UCB a annoncé la vente d'un portefeuille de marques en Inde pour 118 millions, une opération attendue mais à un prix supérieur. Les rumeurs de début mars évoquaient en effet un prix de 135 millions de dollars, soit 126 millions d'euros. Le groupe biopharmaceutique a dû revoir ses prétentions à la baisse comme pour Kremers Urban. Les premières rumeurs estivales évoquaient un prix de jusqu'à 2 milliards de dollars pour la société américaine active dans les génériques de spécialité. UCB avait finalement trouvé un accord avec Advent et Avista pour un prix de 1,5 milliard de dollars mais les acquéreurs se sont depuis désistés en raison d'une demande d'études supplémentaires de la FDA pour un produit. Le groupe biopharmaceutique précisait en début d'année laisser sa filiale à l'étalage.

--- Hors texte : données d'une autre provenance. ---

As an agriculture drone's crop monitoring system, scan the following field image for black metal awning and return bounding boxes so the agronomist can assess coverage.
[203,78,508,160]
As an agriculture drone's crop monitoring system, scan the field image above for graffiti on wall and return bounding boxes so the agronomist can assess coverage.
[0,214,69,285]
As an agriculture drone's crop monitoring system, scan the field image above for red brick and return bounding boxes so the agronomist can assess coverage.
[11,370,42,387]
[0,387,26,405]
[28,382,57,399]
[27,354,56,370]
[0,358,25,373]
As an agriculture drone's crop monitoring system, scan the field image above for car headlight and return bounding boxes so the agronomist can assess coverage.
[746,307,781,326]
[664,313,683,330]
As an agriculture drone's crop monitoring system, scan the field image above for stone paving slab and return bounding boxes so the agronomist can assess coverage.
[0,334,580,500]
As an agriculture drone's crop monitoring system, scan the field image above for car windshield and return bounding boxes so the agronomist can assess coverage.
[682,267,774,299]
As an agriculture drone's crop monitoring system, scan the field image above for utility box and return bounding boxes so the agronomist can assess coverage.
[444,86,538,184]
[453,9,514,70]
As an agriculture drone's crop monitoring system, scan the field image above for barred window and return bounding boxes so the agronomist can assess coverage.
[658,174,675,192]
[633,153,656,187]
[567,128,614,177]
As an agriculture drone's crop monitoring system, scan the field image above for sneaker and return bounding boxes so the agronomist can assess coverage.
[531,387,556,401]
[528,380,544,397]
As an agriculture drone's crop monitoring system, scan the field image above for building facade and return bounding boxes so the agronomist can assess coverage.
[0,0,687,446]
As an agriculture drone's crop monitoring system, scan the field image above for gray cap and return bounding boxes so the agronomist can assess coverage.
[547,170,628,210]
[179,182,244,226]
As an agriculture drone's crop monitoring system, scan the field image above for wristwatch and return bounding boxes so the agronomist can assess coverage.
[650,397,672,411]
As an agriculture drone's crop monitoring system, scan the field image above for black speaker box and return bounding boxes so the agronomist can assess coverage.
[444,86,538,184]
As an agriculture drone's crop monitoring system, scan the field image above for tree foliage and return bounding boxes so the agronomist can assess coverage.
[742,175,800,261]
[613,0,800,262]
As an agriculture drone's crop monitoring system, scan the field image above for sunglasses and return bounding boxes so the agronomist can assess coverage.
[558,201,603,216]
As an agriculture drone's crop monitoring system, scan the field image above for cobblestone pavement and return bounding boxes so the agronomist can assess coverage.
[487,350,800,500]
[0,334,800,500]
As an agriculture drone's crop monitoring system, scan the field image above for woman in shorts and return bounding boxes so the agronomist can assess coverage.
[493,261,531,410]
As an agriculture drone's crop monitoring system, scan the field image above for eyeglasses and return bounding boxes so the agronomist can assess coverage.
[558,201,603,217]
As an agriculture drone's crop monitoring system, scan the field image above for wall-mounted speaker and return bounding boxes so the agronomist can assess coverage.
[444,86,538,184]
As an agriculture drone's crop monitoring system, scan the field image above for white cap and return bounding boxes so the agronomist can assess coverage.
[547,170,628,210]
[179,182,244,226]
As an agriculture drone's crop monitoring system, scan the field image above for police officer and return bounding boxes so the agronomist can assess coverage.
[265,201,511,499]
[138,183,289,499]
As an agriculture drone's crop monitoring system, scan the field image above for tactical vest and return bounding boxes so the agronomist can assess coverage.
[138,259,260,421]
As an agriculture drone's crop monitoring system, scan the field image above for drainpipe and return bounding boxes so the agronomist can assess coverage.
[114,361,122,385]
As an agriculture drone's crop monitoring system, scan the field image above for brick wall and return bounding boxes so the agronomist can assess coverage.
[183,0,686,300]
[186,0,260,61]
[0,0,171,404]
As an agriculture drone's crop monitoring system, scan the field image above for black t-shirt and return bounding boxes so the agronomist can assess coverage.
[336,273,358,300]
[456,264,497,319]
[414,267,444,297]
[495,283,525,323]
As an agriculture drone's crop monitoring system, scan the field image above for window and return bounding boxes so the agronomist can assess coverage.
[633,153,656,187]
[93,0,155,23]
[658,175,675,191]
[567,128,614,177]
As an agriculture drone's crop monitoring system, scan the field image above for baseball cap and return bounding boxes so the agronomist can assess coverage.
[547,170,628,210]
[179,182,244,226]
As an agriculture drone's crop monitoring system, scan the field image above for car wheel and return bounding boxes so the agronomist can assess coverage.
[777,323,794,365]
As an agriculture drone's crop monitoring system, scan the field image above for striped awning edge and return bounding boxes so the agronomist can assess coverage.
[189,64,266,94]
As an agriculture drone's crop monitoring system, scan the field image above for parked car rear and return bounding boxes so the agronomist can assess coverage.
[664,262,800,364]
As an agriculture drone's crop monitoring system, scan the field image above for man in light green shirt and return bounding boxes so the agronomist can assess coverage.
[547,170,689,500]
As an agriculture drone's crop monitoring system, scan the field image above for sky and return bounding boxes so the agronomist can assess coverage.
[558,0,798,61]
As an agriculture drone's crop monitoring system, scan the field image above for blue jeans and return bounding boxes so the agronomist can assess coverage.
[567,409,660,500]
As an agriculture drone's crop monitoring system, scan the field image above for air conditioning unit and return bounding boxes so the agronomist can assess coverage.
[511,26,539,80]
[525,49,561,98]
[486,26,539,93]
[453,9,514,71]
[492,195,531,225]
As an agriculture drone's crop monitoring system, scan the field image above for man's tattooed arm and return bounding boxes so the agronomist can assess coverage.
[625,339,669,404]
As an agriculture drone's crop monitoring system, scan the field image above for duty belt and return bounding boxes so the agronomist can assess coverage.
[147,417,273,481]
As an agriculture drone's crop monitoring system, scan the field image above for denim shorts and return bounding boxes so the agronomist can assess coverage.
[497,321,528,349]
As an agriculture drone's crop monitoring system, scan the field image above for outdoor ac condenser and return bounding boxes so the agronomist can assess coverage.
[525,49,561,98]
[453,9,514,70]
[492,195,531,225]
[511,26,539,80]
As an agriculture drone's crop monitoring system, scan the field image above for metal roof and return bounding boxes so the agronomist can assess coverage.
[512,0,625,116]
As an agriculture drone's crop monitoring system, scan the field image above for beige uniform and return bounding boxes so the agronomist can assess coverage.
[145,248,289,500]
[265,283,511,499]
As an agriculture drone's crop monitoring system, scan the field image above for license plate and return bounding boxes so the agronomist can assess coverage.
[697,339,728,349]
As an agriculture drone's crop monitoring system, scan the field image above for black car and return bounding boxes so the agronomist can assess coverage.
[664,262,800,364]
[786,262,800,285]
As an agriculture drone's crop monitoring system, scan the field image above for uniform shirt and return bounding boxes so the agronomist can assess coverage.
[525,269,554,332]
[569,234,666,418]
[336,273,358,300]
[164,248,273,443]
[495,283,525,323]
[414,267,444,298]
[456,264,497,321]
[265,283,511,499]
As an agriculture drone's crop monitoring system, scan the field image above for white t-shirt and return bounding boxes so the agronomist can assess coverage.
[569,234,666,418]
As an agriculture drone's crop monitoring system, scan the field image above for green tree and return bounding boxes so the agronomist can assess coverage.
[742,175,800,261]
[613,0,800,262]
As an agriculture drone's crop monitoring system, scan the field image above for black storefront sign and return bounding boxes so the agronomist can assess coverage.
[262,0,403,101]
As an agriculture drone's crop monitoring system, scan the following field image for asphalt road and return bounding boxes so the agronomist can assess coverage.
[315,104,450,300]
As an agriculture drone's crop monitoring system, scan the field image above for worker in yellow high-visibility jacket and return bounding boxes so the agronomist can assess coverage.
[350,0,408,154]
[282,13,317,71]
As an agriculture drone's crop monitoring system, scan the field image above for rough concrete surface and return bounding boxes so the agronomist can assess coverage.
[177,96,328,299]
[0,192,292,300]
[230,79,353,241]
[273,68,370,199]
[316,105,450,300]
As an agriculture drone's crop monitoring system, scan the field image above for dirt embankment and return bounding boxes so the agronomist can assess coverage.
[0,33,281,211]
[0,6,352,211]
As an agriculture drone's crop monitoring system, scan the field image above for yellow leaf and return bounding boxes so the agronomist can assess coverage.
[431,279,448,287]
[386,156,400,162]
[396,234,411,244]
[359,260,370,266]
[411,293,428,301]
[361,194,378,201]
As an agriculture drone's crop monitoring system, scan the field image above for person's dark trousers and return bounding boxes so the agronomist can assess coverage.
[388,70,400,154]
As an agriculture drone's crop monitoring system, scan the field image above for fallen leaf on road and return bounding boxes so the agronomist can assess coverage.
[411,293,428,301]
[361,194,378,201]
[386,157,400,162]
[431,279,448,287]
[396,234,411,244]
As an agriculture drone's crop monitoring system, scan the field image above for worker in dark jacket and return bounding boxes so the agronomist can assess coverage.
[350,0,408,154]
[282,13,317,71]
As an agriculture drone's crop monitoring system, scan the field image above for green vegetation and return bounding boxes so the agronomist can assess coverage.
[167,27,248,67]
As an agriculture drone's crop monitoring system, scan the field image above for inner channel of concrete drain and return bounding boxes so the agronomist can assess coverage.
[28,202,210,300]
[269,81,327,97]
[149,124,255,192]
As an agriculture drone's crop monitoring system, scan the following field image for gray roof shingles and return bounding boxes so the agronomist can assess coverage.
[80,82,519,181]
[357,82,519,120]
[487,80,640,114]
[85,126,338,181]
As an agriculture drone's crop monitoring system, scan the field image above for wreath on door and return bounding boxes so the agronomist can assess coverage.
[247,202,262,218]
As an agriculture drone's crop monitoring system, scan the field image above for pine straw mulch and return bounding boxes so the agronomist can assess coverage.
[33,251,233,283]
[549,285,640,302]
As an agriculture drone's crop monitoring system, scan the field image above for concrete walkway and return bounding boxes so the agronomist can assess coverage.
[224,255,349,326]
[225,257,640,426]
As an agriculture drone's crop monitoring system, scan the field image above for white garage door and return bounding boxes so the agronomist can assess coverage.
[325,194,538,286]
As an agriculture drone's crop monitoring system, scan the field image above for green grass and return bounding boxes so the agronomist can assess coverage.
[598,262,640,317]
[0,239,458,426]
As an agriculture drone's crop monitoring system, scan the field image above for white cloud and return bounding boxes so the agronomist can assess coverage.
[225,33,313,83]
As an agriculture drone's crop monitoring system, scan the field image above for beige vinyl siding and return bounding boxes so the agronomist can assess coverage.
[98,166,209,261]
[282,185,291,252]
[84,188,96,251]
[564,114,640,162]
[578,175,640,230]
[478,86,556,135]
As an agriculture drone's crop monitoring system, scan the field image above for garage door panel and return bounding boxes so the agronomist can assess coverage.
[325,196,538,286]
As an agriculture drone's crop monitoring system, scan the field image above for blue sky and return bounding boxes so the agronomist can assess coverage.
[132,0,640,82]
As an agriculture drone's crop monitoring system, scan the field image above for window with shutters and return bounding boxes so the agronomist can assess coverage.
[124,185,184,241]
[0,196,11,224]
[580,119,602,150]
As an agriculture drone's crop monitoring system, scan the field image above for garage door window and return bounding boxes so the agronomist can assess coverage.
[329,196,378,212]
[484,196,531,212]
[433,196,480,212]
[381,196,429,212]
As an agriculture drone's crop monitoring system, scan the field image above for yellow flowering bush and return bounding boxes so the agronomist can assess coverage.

Besoin de cash pour la R&D et les dividendes

Ces cessions peuvent apparaître inutiles, le trio de nouveaux médicaments d'UCB (Cimzia-Vimpat-Neupro) montant progressivement en gamme pour se rapprocher de son potentiel estimé à un peu plus de 3 milliards de ventes annuelles. Le groupe biopharmaceutique fait toutefois face à de lourdes dépenses à R&D : près de 28% de ses revenus en 2014 contre une proportion de 15% par exemple pour le pôle pharmacie de Sanofi. Conséquence directe, les flux de trésorerie s'avèrent insuffisants. Hors variation du fonds de roulement (non-récurrent et assez aléatoire), les activités ne génèrent pas assez de cash pour financer les investissements. Les intérêts sur la dette et les dividendes doivent ainsi être financés par des cessions ou à crédit. Les ventes d'activités ont toutefois tendance à renchérir la valorisation du titre qui affiche un multiple de 43 fois les profits par rapport à sa prévision haute pour 2015 (de 1,40 à 1,55 euro par action).